In the early spring of '64, Yemen head of delegation André Rochat, several delegates and a doctor leave from Uqd Field Hospital with over 500 kilos of supplies to visit royalist areas controlled by the Naham tribe, whose territory lays east of Sana'a. They travel by truck, camel and donkey and by foot, crossing several frontlines. They are generally well received by military commanders on both sides. Naham tribal leaders and fighters are waiting for the delegates; their arrival in these secluded mountains has been announced by radio.

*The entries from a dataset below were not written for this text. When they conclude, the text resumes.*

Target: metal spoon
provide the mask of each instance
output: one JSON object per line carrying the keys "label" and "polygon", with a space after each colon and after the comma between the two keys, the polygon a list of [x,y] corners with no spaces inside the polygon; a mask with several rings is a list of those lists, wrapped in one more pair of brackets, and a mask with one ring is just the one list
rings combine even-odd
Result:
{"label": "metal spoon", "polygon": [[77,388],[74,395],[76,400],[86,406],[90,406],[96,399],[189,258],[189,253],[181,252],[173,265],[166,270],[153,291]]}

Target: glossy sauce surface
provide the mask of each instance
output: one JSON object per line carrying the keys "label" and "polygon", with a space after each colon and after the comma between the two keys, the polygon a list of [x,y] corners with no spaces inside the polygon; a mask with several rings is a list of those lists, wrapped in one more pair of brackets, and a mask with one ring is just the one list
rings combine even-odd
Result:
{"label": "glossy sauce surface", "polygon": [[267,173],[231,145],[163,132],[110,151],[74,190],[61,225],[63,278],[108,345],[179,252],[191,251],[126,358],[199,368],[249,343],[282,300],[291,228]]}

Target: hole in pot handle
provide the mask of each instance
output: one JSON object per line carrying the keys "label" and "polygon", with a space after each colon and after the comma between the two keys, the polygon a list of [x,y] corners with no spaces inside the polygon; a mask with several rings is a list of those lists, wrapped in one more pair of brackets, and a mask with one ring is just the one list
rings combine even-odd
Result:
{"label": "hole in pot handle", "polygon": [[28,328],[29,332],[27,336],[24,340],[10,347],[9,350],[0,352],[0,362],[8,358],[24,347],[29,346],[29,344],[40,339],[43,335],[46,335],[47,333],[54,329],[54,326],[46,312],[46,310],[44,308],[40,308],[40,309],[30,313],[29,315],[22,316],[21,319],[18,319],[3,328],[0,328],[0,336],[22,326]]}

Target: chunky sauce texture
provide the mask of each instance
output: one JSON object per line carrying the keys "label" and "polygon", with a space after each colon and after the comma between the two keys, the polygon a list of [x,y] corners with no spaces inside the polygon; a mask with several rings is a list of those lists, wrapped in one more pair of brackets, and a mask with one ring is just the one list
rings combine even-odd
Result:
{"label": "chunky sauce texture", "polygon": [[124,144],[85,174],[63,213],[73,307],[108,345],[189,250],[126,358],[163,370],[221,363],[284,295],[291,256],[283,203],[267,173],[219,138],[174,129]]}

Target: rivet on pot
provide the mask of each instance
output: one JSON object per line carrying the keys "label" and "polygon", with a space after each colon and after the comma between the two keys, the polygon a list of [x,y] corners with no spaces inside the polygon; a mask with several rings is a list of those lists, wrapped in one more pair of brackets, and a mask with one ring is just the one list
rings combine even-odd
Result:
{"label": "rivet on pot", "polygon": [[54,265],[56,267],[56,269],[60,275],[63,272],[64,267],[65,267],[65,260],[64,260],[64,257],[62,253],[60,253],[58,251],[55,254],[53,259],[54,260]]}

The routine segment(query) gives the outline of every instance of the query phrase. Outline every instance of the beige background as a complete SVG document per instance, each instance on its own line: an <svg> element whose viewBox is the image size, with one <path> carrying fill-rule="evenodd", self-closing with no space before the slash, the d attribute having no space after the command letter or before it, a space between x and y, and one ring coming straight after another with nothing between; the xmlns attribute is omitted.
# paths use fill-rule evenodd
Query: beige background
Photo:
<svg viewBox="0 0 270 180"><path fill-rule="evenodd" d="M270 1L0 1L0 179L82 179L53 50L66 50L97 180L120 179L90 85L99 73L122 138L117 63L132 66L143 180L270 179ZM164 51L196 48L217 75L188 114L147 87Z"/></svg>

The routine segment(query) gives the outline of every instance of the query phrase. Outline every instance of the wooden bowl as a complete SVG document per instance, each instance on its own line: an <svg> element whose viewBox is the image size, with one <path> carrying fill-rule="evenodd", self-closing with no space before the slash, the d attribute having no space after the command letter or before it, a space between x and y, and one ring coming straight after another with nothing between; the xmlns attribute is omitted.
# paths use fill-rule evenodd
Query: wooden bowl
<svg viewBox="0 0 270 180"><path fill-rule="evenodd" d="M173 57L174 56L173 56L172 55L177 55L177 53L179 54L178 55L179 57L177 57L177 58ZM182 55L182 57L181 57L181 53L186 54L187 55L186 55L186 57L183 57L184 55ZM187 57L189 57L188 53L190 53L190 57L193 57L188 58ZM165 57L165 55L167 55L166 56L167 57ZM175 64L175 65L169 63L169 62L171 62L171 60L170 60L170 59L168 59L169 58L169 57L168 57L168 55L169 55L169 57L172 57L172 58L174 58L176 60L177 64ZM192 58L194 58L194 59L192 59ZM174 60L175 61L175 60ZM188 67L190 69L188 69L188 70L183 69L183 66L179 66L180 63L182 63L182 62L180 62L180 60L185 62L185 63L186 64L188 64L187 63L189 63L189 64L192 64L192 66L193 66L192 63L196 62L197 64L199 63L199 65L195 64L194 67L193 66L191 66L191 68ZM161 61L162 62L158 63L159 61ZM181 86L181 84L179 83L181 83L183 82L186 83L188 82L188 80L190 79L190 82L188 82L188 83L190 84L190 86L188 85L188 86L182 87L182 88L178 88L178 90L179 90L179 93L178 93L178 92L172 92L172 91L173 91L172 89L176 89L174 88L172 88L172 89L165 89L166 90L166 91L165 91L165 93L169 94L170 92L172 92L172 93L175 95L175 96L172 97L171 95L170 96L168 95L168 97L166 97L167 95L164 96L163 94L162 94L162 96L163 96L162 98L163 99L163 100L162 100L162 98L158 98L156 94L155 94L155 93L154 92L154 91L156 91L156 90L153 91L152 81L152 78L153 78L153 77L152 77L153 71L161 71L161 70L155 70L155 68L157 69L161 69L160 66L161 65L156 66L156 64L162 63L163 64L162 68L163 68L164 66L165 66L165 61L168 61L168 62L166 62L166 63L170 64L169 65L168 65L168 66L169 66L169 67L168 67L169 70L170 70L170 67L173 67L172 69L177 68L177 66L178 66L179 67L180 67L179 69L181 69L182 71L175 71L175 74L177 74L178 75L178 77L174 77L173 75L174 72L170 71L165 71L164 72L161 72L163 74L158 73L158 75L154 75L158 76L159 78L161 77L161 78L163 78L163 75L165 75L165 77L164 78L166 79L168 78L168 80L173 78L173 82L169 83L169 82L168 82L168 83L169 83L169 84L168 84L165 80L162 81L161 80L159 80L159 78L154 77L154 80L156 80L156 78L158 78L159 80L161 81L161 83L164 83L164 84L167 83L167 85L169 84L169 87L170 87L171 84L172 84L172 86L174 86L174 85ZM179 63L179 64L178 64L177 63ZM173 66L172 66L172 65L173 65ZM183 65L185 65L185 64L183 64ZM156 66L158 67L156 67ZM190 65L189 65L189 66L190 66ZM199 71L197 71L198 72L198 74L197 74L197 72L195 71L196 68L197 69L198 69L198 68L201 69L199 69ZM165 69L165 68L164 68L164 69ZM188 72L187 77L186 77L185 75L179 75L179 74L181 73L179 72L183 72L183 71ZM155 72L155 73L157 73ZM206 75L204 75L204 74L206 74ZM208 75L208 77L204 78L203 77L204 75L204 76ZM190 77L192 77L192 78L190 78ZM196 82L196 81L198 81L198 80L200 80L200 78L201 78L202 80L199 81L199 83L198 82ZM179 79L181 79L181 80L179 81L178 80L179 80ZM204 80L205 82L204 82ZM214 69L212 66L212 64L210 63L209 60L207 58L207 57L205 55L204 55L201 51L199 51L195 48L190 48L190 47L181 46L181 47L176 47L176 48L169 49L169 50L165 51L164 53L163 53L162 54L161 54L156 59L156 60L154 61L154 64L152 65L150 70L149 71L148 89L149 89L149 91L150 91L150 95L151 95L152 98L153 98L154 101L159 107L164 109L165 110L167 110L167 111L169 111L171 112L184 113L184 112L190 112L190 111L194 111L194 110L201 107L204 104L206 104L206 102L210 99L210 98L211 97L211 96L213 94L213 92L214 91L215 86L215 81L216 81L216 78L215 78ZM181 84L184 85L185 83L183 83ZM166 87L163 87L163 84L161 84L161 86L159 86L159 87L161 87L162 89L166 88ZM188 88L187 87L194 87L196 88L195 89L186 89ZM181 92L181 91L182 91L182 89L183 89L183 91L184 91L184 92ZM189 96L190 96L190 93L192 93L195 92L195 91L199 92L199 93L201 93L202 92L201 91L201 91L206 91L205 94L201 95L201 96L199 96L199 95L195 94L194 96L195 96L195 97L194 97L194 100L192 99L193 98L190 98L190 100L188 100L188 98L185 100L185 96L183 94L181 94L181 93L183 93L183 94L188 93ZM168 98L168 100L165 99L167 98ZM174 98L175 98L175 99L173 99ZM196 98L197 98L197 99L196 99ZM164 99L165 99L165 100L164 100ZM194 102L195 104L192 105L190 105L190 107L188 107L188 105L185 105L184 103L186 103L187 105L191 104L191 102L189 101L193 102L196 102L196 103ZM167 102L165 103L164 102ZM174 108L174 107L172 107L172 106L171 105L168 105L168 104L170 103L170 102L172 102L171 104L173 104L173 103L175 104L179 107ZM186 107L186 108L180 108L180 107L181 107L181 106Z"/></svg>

Rochat and his team set up camp in a cave at 3000 meter in the high desert. Twenty-nine Egyptian prisoners are detained in a cave; their officer is held in a fortress nearby. The soldiers are chained, their bodies barely covered. Rochat negotiates for the shackles to be taken off and for more food and supplies to be sent on a monthly basis. The team's doctor requests that a gravely ill prisoner be transferred to a hospital. The head of the tribe, Prince Ibn-el-Moshen, agrees but on one condition: a royalist leader held by the republicans must be released and personally brought to him within fifteen days. Rochat accepts, knowing this sets a useful precedent. The team leaves with the sick man, crosses the frontline and reaches Saad'a, where Rochat negotiates the release of the royalist leader as promised. A week later, two delegates accompany the released detainee to the headquarters of the Nahan tribe, using that visit to bring more aid to the Egyptian prisoners it still holds. These transfers of prisoners, one example of the many actions led by Rochat and his team, also allow the delegates to facilitate the exchange of news between prisoners and their families, a task organized and supervised by the Geneva-based Central Tracing Agency.
The ICRC soon obtains the release of 15 Egyptian soldiers interned in Saudi Arabia after their capture by Yemeni royalists and organizes their repatriation. A delegate accompanies them to Cairo on a chartered flight. Rochat also negotiates visits to royalist detainees in republican, Egypt-supported Sana'a. Visits led by the head of delegation start in January 1964. During their first visit, delegates see 30 detainees. Among them are six member of imam al-Badr's own family. Rochat, who speaks Arabic, is able to meet and discuss with the detainees without witnesses, already an ICRC standard practice. Visits are then repeated throughout the year. In December, delegates visit ten royalist detainees in Taiz. As usual, they bring them supplies and family messages.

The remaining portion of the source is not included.